I use about 1/4″ cup egg shell powder per plant.
Secret #4 | Add Aspirin
Aspirin is good for more than just aches and pains!
The salicylic acid in aspirin helps trigger the natural immune system response of the tomatoes – which means they’re ready and able to fight off disease more readily if they contract anything!
I also use my blender to crush the asprin down into a powder.
Aspirin can be dangerous for pets, so I always amend it well into the soil where it is not easily ingested. Some people do aspirin foliar sprays (on the leaves) of their tomatoes, but I prefer the in-ground method.
Tomato Growing Secret #5 | Add Wood Ash
We collect the ash from our fireplace and amend that into our tomato trenches, as well.
Ash contains potassium which is actually very important to various aspects of tomato growth like their ripening and their coloring.
Secret #6 | Water Heavily & Add Fish Fertilizer
Tomatoes LOVE a large drink of water once they’re transplanted. I’ve heard some people say to even do as much as 5 gallons of water!
I always add a bit of fish fertilizer (yes, it smells as bad as it sounds) to my initial watering once I transplant tomatoes.
If you have access to them, you can also use fish parts or bones straight in your trench.
Tomato Growing Secret #7 | Prune your Tomatoes to Encourage Fruit Production & Growth.
Before you prune your tomatoes, make sure to pay attention to which category they fall into.
- As a general rule, determinate tomato varieties do not need to be pruned.
- Indeterminate varieties should almost always be pruned.
The exact method you use to prune your tomatoes is up to you, and there are lots of different styles and tricks out there!
One thing I always do to my indeterminate varieties is to remove suckers!
Suckers are the new bits of growth at the joint where the branches leave the stem. (In the little “Y” made by the branch and the main stalk.)
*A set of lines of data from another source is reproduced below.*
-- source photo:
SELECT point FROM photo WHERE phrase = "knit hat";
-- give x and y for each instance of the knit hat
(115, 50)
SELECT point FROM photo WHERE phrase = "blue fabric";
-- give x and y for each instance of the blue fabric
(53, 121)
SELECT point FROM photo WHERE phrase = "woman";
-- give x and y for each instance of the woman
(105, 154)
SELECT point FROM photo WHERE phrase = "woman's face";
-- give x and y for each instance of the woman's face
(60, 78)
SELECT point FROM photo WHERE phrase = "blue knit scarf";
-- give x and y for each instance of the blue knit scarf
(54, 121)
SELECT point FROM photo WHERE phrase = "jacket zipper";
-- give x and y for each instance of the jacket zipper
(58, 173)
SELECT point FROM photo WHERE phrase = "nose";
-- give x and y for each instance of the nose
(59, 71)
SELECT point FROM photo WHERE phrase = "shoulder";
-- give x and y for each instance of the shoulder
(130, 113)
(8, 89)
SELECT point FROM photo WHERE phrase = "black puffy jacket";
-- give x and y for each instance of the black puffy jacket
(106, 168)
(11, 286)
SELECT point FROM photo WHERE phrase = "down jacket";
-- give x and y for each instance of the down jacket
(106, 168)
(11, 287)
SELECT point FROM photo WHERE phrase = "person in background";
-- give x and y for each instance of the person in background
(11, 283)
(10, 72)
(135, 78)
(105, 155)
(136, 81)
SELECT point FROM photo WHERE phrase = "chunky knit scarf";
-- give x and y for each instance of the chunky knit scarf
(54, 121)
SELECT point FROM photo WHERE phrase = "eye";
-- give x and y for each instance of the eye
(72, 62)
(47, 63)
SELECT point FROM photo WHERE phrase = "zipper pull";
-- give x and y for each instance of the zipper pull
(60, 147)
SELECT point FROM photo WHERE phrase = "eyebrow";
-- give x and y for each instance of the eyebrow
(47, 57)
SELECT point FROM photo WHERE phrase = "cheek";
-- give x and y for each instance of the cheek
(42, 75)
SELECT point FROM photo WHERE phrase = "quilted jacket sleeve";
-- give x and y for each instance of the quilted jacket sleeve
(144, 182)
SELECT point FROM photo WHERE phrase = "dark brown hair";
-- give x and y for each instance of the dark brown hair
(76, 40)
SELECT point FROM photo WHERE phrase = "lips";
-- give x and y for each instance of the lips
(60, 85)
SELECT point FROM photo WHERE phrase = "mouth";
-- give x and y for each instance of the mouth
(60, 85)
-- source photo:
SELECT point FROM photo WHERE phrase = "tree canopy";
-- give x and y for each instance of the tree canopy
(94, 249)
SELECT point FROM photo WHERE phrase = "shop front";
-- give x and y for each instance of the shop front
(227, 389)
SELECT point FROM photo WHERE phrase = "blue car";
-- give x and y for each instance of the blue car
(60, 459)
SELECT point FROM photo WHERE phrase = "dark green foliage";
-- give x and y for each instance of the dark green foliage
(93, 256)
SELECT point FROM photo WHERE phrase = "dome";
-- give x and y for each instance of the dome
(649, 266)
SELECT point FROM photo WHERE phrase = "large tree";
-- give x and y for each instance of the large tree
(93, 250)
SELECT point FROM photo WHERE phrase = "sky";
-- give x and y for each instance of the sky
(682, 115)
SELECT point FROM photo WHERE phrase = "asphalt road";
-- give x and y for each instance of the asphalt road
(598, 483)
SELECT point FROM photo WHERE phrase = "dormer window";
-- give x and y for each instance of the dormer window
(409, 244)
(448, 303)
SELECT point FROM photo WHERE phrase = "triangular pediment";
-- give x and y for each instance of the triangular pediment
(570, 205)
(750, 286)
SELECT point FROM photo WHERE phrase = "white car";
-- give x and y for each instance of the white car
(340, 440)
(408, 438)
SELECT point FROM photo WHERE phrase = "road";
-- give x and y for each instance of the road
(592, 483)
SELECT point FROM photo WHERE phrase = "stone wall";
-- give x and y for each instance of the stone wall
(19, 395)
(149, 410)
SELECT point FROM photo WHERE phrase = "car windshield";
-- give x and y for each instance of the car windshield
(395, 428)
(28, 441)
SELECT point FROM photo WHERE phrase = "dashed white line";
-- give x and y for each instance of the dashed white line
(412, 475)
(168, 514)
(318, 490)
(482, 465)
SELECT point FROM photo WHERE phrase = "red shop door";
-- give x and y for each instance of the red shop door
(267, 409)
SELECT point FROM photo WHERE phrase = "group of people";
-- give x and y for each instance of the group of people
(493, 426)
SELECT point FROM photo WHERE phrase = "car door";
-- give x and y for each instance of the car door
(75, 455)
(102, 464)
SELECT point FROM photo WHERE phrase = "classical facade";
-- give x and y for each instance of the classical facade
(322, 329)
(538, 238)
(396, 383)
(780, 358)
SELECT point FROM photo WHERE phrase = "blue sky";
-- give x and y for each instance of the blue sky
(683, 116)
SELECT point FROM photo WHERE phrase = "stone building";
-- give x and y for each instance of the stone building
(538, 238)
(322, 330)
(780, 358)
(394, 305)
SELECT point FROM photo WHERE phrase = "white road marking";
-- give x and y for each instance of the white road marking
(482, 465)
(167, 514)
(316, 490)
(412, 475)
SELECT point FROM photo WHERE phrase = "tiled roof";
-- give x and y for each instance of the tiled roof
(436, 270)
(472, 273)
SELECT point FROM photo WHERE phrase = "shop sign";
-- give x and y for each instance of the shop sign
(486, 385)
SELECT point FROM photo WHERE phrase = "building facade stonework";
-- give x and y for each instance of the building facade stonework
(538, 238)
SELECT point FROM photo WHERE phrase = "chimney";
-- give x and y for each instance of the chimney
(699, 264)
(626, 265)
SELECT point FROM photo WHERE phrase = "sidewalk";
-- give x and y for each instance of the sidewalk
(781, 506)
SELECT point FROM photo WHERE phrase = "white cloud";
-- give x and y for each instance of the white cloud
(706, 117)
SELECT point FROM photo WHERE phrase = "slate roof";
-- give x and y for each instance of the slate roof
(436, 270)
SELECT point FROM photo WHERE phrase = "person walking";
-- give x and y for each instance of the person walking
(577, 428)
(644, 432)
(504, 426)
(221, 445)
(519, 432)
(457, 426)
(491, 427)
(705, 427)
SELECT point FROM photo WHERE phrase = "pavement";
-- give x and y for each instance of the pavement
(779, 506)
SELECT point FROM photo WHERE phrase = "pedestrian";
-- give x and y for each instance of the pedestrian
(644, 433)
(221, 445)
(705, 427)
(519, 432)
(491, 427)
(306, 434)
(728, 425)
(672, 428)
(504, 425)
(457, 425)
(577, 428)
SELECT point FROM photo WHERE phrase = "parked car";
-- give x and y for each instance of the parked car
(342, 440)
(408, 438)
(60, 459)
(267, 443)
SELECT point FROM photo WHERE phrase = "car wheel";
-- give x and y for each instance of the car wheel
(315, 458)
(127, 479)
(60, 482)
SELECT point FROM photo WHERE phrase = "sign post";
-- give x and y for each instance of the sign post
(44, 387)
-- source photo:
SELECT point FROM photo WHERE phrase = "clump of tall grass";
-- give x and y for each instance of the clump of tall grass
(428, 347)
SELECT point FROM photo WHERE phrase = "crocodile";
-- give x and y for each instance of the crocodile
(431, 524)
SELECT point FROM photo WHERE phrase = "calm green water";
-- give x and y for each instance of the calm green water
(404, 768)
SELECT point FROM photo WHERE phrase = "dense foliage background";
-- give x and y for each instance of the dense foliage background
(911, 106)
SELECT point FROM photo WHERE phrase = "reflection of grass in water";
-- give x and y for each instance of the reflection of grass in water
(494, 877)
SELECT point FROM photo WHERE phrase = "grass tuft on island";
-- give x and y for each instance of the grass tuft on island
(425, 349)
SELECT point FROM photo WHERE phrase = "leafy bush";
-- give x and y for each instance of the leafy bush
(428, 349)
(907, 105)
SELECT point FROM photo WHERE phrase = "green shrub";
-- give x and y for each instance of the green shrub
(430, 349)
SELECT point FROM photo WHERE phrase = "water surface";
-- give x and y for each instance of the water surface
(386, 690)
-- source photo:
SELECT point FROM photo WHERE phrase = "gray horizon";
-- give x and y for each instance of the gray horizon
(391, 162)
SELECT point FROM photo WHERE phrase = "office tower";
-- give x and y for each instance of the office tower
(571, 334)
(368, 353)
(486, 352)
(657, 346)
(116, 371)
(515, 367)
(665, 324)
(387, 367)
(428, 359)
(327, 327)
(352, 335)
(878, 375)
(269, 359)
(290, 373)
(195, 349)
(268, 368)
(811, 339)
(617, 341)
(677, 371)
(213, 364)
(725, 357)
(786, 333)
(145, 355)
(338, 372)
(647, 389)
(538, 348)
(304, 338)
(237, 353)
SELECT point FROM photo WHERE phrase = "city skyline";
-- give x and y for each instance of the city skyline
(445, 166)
You can safely remove all of these on indeterminate varieties, because all they end up doing is stealing resources (water & energy) from your fruit!
Clearing these away also keeps the inside of the plant and branches a bit more open for better air flow.
Tomato Growing Secret #8 | Support your Plants
Remembering that indeterminate varieties can grow 6″+ tall, you want to make sure you have a way to support them, especially once they start bearing fruit!
Some of my favorite ways to stake tomatoes are to use:
- 2×2″ wooden stakes with Reusable zippy ties.
- Homemade french tuteurs
Over on Instagram, I’ve been loving the pictures of the tuteurs that this community has been building! If you build some of your own, please tag your picture with #sheholdsdearlyinspired so I can see it and share it!
I hope you find this list helpful and have something new to try with your tomatoes this season!